И он увидел. В зеленой лаве пылающей воды, у стенки, тонкие и напряженные, как готовые сорваться с тетивы стрелы, стояли низкие, серые, даже в неподвижности стремительные, миноносцы. Уже отсюда, из вагона, сквозь клубящуюся горечь пыли и дрожание воздуха, искажавшее силуэты судов, Глеб узнавал их, одно за другим.
«Стремительный», «Сметливый», «Капитан-лейтенант Варанов», «Пронзительный», «Лейтенант Шестаков», подальше три широкотрубых красавца Ушаковского дивизиона «Калиакрия», «Гаджибей», «Керчь» и привалившийся бортом вплотную к стенке, слегка накрененный «Фидониси».
Серые морские волки, лихие джигиты бурь, поровшие без устали бритвами форштевней морские просторы все три года войны, мчавшиеся в любую погоду к зеленым лесистым берегам Анатолии в утомительную погоню за неуклюжими турецкими транспортами и фелюгами, перевозившими уголь и войска, — они стояли теперь хмурые и неподвижные, а посреди бухты, грузная и окаменевшая, давила воду всей тяжестью тридцати шести тысяч тонн стали «Свободная Россия». Над двумя ее мощными трубами курился, ввинчиваясь в слепящее небо, бурый дымок.
«А где же остальные?» Глеб совсем высунулся в окно, рискуя вывалиться — поезд мотало и дергало на последних стрелках, и ахнул, когда на повороте открылся глазам весь рейд. За брекватером, на рябящей синеве открытого моря, он увидел в облаке дыма «Волю». Вокруг нее жались серыми цыплятами остальные миноносцы: «Дерзкий», «Беспокойный», «Живой» «Жаркий», «Поспешный», «Громкий» и «Пылкий». По усиленному коптению было видно, что они готовятся к походу. Глеб рывком откинулся от окна в купе. На мгновение стало трудно дышать, и на затылке зашевелились волосы.

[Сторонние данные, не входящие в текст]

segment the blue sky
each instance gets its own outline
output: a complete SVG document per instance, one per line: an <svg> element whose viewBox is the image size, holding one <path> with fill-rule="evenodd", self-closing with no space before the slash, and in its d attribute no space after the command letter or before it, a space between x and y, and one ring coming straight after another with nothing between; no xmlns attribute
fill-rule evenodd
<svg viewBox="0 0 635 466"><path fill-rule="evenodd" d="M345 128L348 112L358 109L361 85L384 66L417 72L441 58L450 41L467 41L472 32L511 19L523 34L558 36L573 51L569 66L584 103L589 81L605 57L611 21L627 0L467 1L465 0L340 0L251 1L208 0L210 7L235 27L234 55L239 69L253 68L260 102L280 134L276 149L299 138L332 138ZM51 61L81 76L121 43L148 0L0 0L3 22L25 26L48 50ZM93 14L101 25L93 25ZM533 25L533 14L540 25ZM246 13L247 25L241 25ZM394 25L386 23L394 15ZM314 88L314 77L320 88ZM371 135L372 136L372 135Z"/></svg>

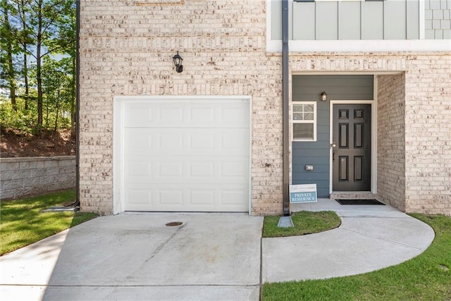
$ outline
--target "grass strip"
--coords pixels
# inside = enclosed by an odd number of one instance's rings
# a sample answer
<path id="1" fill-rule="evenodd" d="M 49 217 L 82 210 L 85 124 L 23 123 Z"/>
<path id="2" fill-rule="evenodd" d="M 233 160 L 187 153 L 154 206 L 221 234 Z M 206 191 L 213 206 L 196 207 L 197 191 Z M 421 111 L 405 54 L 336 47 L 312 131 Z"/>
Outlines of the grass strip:
<path id="1" fill-rule="evenodd" d="M 337 228 L 341 223 L 333 211 L 299 211 L 291 216 L 294 227 L 278 228 L 280 216 L 265 216 L 263 237 L 280 238 L 317 233 Z"/>
<path id="2" fill-rule="evenodd" d="M 0 255 L 97 216 L 90 212 L 45 212 L 75 199 L 74 190 L 0 202 Z"/>
<path id="3" fill-rule="evenodd" d="M 268 300 L 451 300 L 451 218 L 412 214 L 435 238 L 422 254 L 397 266 L 361 275 L 265 283 Z"/>

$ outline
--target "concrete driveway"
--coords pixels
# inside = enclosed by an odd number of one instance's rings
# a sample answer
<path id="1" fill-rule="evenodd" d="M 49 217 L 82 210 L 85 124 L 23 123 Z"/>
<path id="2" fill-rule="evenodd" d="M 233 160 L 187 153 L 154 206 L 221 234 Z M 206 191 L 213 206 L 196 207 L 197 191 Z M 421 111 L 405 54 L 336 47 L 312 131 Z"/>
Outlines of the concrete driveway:
<path id="1" fill-rule="evenodd" d="M 434 232 L 390 206 L 330 199 L 336 229 L 261 239 L 245 214 L 102 216 L 0 257 L 0 300 L 258 300 L 261 284 L 365 273 L 423 252 Z M 181 221 L 178 226 L 167 223 Z M 263 246 L 263 247 L 261 247 Z"/>
<path id="2" fill-rule="evenodd" d="M 0 299 L 258 300 L 262 226 L 245 214 L 99 217 L 0 257 Z"/>

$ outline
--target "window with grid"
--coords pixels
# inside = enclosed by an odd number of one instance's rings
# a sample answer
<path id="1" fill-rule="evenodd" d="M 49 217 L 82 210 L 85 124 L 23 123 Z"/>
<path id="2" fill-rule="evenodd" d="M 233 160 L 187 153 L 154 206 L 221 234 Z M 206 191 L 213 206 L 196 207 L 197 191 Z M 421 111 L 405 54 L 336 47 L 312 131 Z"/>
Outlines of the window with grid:
<path id="1" fill-rule="evenodd" d="M 316 141 L 316 103 L 293 102 L 293 141 Z"/>

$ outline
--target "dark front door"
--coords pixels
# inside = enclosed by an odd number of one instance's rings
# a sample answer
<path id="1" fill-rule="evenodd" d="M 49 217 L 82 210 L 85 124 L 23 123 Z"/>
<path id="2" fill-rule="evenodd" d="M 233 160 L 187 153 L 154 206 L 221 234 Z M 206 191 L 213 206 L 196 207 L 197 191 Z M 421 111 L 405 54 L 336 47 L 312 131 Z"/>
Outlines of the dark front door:
<path id="1" fill-rule="evenodd" d="M 371 106 L 334 104 L 333 191 L 369 191 L 371 166 Z"/>

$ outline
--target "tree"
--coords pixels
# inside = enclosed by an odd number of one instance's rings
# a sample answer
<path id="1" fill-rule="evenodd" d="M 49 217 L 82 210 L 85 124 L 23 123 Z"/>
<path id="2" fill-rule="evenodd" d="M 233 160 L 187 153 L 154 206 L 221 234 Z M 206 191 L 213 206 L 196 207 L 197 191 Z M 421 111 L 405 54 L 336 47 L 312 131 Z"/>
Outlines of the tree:
<path id="1" fill-rule="evenodd" d="M 28 82 L 28 51 L 27 48 L 29 45 L 34 43 L 33 39 L 30 37 L 30 30 L 27 24 L 27 18 L 30 14 L 29 9 L 31 7 L 31 0 L 15 0 L 17 7 L 18 18 L 20 22 L 20 29 L 18 32 L 17 39 L 21 46 L 21 52 L 23 56 L 23 68 L 22 76 L 23 77 L 25 87 L 25 110 L 27 111 L 30 104 L 30 85 Z"/>
<path id="2" fill-rule="evenodd" d="M 70 58 L 54 60 L 50 56 L 45 57 L 43 61 L 42 75 L 47 112 L 45 124 L 50 127 L 50 123 L 53 121 L 54 132 L 58 130 L 60 117 L 68 111 L 72 102 L 70 61 Z M 53 113 L 51 116 L 49 112 Z"/>
<path id="3" fill-rule="evenodd" d="M 40 132 L 43 127 L 57 128 L 64 110 L 65 114 L 70 113 L 75 133 L 75 0 L 0 0 L 0 85 L 9 89 L 17 112 L 4 102 L 0 113 L 11 125 L 32 125 L 33 131 Z M 58 76 L 61 85 L 53 87 L 48 75 Z"/>
<path id="4" fill-rule="evenodd" d="M 43 91 L 42 68 L 43 59 L 67 47 L 69 42 L 63 35 L 61 29 L 70 22 L 67 17 L 75 10 L 71 0 L 32 0 L 24 1 L 30 5 L 27 10 L 30 36 L 35 41 L 32 49 L 27 51 L 36 59 L 36 82 L 37 89 L 37 130 L 40 131 L 43 121 Z M 70 39 L 69 39 L 70 41 Z"/>
<path id="5" fill-rule="evenodd" d="M 15 40 L 13 38 L 13 28 L 11 25 L 9 12 L 12 7 L 7 0 L 1 0 L 1 27 L 0 27 L 0 44 L 1 46 L 1 78 L 6 78 L 9 89 L 10 99 L 13 109 L 16 111 L 16 70 L 13 61 Z"/>

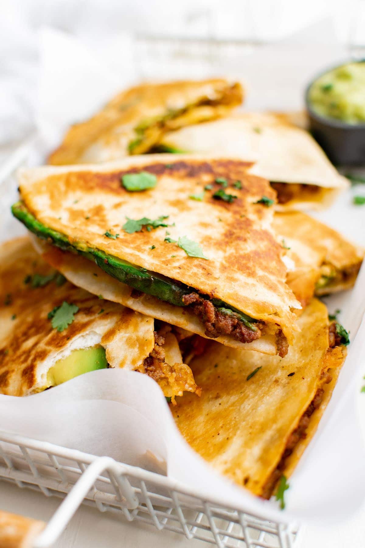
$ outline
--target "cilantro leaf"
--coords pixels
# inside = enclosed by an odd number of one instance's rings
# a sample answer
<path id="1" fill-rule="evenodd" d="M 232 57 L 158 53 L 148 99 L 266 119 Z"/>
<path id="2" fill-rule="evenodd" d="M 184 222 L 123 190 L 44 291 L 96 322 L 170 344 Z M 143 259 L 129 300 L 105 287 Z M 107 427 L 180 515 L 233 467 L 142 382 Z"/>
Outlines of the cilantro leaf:
<path id="1" fill-rule="evenodd" d="M 350 337 L 348 332 L 343 326 L 341 326 L 338 322 L 336 322 L 336 333 L 341 337 L 341 344 L 343 344 L 345 346 L 350 344 Z"/>
<path id="2" fill-rule="evenodd" d="M 143 217 L 142 219 L 133 219 L 126 217 L 127 222 L 122 226 L 122 229 L 128 234 L 133 234 L 134 232 L 140 232 L 143 226 L 146 226 L 149 232 L 152 229 L 157 229 L 159 226 L 170 226 L 165 222 L 165 219 L 167 219 L 168 215 L 162 215 L 158 219 L 152 220 L 147 217 Z"/>
<path id="3" fill-rule="evenodd" d="M 48 283 L 50 282 L 52 282 L 57 275 L 54 272 L 51 274 L 48 274 L 46 276 L 43 276 L 42 274 L 38 274 L 36 272 L 32 276 L 32 282 L 31 285 L 32 287 L 44 287 L 47 286 Z"/>
<path id="4" fill-rule="evenodd" d="M 74 319 L 74 315 L 78 312 L 76 305 L 70 304 L 63 301 L 61 306 L 56 306 L 48 313 L 48 319 L 51 320 L 52 327 L 62 332 L 67 329 Z"/>
<path id="5" fill-rule="evenodd" d="M 112 239 L 117 239 L 117 238 L 119 237 L 119 234 L 112 234 L 108 230 L 107 230 L 106 232 L 104 232 L 103 236 L 106 236 L 107 238 L 111 238 Z"/>
<path id="6" fill-rule="evenodd" d="M 259 370 L 261 369 L 262 367 L 262 366 L 260 366 L 259 367 L 257 367 L 256 369 L 254 369 L 253 371 L 252 371 L 252 372 L 250 374 L 250 375 L 247 375 L 247 378 L 246 380 L 250 380 L 250 379 L 252 379 L 253 375 L 256 375 L 257 372 L 259 371 Z"/>
<path id="7" fill-rule="evenodd" d="M 189 257 L 199 257 L 200 259 L 206 259 L 208 260 L 207 257 L 204 256 L 199 244 L 196 242 L 193 242 L 193 240 L 189 239 L 186 236 L 181 236 L 179 238 L 177 245 L 182 249 L 183 249 Z"/>
<path id="8" fill-rule="evenodd" d="M 217 177 L 216 179 L 216 182 L 217 182 L 218 185 L 222 185 L 223 189 L 227 189 L 228 186 L 228 181 L 227 179 L 224 179 L 223 177 Z"/>
<path id="9" fill-rule="evenodd" d="M 335 319 L 337 319 L 337 316 L 340 312 L 341 311 L 339 309 L 336 309 L 334 314 L 328 314 L 328 319 L 331 322 L 333 322 Z"/>
<path id="10" fill-rule="evenodd" d="M 360 175 L 352 175 L 351 173 L 346 173 L 345 177 L 351 181 L 351 185 L 355 186 L 355 185 L 364 185 L 365 177 L 361 177 Z"/>
<path id="11" fill-rule="evenodd" d="M 287 482 L 286 477 L 283 475 L 279 481 L 277 490 L 275 495 L 276 500 L 280 501 L 280 508 L 282 510 L 285 508 L 284 493 L 287 489 L 289 489 L 289 484 Z"/>
<path id="12" fill-rule="evenodd" d="M 121 183 L 130 192 L 140 192 L 153 189 L 157 184 L 157 177 L 153 173 L 141 172 L 140 173 L 127 173 L 122 175 Z"/>
<path id="13" fill-rule="evenodd" d="M 219 189 L 219 190 L 214 193 L 213 197 L 216 200 L 223 200 L 223 202 L 228 202 L 228 203 L 230 204 L 235 198 L 237 198 L 237 196 L 235 196 L 233 194 L 227 194 L 223 189 Z"/>
<path id="14" fill-rule="evenodd" d="M 204 191 L 202 192 L 198 192 L 198 194 L 190 194 L 189 196 L 192 200 L 196 200 L 197 202 L 202 202 L 204 197 Z"/>
<path id="15" fill-rule="evenodd" d="M 274 200 L 272 200 L 270 198 L 268 198 L 267 196 L 263 196 L 257 202 L 254 202 L 253 203 L 255 204 L 262 204 L 263 206 L 265 206 L 266 207 L 270 207 L 274 203 Z"/>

«Значит, Тихменев добился своего? Значит, вот эти, стоящие за брекватером, решились, вопреки воле миллионов восставших, вопреки приказу Совнаркома, чести моряка, долгу гражданина страны, кипящей в огне великой революции, вести корабли в Севастополь и сдать их немцам, обрекая себя на страшную ответственность перед будущим, обрекая свои имена стать символами предательства и бесчестия на веки веков?!»